Wall Street rallied this week with investors shrugging off another tranche of U.S. tariffs on Chinese goods. The S&P 500 and the Dow touched new records – the first time that’s happened for the Dow since January 26 – and finished the week with respective gains of 0.8% and 2.3%. The Nasdaq lagged, slipping 0.3%.
President Trump announced on Monday evening that the U.S. will be slapping tariffs on $200 billion worth of Chinese goods starting on September 24. The tariff rate will start at 10%, but will increase to 25% on January 1. The president also said he will impose additional tariffs on $267 billion worth of Chinese goods if Beijing retaliates – which it vowed to do with 5-10% tariffs on $60 billion worth of U.S. goods.
Stocks unexpectedly took off on Tuesday following the tariff announcement, with some analysts pointing to the fact that the initial 10% tariff rate by the U.S. was not as harsh as expected, thereby reflecting a willingness to negotiate. Others said the rally reflected the market’s belief that the U.S.-China trade dispute will eventually die down.
The heavily-weighted financial sector was among the top-performing groups this week with a gain of 2.3%, benefiting from a steepening of the yield curve. The yield on the benchmark 10-yr Treasury note climbed seven basis points to end Friday at 3.07%, while the 2-yr yield jumped two basis points to 2.81%.
Conversely, the top-weighted information technology sector (-0.1%) underperformed this week, getting surpassed by consumer discretionary (+0.4%) for the top spot in the 2018 sector standings. The two groups hold year-to-date gains of 18.5% and 18.7%, respectively.
In total, eight of the eleven S&P sectors finished in the green, with cyclical sectors showing relative strength.

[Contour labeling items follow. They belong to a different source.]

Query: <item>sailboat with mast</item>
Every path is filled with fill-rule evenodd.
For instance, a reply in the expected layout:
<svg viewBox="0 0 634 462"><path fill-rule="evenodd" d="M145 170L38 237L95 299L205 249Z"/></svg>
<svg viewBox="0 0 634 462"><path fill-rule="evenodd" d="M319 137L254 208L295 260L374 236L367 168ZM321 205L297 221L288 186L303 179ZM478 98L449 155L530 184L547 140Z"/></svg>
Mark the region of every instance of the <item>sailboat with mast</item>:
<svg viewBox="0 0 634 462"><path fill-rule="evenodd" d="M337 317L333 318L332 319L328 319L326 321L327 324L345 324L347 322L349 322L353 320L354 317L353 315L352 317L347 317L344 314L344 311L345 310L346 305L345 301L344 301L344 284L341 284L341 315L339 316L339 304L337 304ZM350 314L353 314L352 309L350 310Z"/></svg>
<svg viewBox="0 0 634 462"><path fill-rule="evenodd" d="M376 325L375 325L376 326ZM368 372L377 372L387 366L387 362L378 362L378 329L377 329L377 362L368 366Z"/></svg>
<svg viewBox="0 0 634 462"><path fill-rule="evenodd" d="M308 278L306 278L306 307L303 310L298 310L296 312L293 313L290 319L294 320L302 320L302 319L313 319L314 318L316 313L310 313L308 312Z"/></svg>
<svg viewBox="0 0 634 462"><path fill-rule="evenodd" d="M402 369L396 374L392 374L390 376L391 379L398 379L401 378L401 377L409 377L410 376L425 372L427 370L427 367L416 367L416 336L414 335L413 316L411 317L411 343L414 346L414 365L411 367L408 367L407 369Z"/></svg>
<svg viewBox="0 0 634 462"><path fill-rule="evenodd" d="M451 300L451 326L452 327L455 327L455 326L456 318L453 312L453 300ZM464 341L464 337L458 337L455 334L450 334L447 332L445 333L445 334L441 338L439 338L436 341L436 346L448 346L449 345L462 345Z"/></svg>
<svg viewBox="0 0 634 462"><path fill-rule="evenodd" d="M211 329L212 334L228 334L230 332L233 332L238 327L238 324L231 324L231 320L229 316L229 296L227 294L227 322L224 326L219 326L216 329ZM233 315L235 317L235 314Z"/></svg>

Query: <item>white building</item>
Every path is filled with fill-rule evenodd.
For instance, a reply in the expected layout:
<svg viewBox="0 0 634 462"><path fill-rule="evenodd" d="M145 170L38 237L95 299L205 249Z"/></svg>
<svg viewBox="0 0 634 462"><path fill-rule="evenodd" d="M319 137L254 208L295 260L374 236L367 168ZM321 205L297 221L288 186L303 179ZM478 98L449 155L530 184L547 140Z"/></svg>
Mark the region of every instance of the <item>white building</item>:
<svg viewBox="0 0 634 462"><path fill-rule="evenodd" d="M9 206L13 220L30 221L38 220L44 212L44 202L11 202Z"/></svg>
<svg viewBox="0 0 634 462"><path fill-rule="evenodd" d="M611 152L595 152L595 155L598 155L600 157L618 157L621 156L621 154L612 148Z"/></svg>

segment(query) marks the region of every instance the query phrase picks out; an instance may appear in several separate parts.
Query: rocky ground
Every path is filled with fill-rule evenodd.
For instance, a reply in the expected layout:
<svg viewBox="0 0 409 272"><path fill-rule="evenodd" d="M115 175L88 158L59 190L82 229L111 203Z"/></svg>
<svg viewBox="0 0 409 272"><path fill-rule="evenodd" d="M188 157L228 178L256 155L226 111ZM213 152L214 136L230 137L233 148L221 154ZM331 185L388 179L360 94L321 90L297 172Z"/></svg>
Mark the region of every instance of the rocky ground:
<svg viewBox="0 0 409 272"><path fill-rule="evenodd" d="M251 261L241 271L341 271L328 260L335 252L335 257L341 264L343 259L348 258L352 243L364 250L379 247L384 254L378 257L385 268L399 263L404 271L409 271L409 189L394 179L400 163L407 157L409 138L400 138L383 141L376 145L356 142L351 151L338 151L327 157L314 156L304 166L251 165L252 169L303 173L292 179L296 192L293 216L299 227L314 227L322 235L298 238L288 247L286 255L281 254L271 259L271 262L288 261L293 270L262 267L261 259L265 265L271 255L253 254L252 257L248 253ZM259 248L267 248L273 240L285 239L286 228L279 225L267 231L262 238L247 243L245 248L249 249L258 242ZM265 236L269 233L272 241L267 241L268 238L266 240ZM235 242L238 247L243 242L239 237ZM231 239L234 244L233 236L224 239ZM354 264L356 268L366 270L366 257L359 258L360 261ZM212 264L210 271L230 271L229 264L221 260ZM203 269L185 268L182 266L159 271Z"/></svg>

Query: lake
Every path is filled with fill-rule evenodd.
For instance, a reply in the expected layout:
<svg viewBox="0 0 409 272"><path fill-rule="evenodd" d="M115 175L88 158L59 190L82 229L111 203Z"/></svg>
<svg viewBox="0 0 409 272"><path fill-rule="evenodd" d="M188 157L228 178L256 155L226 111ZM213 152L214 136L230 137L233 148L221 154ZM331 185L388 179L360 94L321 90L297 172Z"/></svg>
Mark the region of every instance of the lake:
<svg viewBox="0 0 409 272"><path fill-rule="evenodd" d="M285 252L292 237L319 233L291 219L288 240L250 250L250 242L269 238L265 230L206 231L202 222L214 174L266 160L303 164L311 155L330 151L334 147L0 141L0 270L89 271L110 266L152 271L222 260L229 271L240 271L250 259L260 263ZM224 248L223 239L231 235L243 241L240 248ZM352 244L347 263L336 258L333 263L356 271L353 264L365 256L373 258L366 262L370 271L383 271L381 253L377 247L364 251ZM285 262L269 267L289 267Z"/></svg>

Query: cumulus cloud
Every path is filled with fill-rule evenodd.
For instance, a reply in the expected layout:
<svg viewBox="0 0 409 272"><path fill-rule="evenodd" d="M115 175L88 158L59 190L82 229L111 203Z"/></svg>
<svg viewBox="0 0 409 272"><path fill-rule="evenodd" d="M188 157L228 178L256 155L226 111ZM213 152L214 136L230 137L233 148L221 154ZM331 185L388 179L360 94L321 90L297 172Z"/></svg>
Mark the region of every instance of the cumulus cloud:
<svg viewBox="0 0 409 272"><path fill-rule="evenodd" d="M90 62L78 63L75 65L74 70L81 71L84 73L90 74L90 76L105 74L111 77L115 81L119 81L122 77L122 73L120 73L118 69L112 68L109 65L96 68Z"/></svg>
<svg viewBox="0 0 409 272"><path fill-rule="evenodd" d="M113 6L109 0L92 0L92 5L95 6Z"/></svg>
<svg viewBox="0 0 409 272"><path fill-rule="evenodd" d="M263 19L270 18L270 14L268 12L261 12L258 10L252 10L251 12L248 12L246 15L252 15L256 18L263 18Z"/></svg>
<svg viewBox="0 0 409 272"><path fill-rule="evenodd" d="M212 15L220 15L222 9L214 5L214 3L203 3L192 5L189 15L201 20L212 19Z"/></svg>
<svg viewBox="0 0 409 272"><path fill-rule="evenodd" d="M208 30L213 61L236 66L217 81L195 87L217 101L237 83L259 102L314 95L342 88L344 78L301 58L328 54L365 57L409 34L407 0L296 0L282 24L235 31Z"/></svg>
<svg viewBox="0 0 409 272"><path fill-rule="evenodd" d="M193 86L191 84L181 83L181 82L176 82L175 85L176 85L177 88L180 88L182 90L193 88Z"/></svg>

A new sector, communication services, will be born after Friday’s close, and it will involve reclassifying several widely-held technology, telecom, and media stocks into the new sector -including Facebook (FB), Alphabet (GOOG), Verizon (VZ), Netflix (NFLX), and Walt Disney (DIS).
In individual stocks, cannabis names were in focus this week, with Tilray (TLRY) going on a wild ride after its CEO suggested that his business would be a “smart hedge” for major pharmaceutical companies.
On the oil front, WTI crude climbed 2.6% this week to $70.77/bbl even though President Trump criticized OPEC on Thursday morning, saying the “OPEC monopoly must get [oil] prices down now!” Reuters then reported on Friday that OPEC and non-OPEC countries are discussing the possibility of raising output by 500,000 barrels a day to counter falling supply from Iran due to U.S. sanctions.
Looking ahead, the Federal Reserve will release its latest policy directive on Wednesday. The market is all but certain that the central bank will hike rates.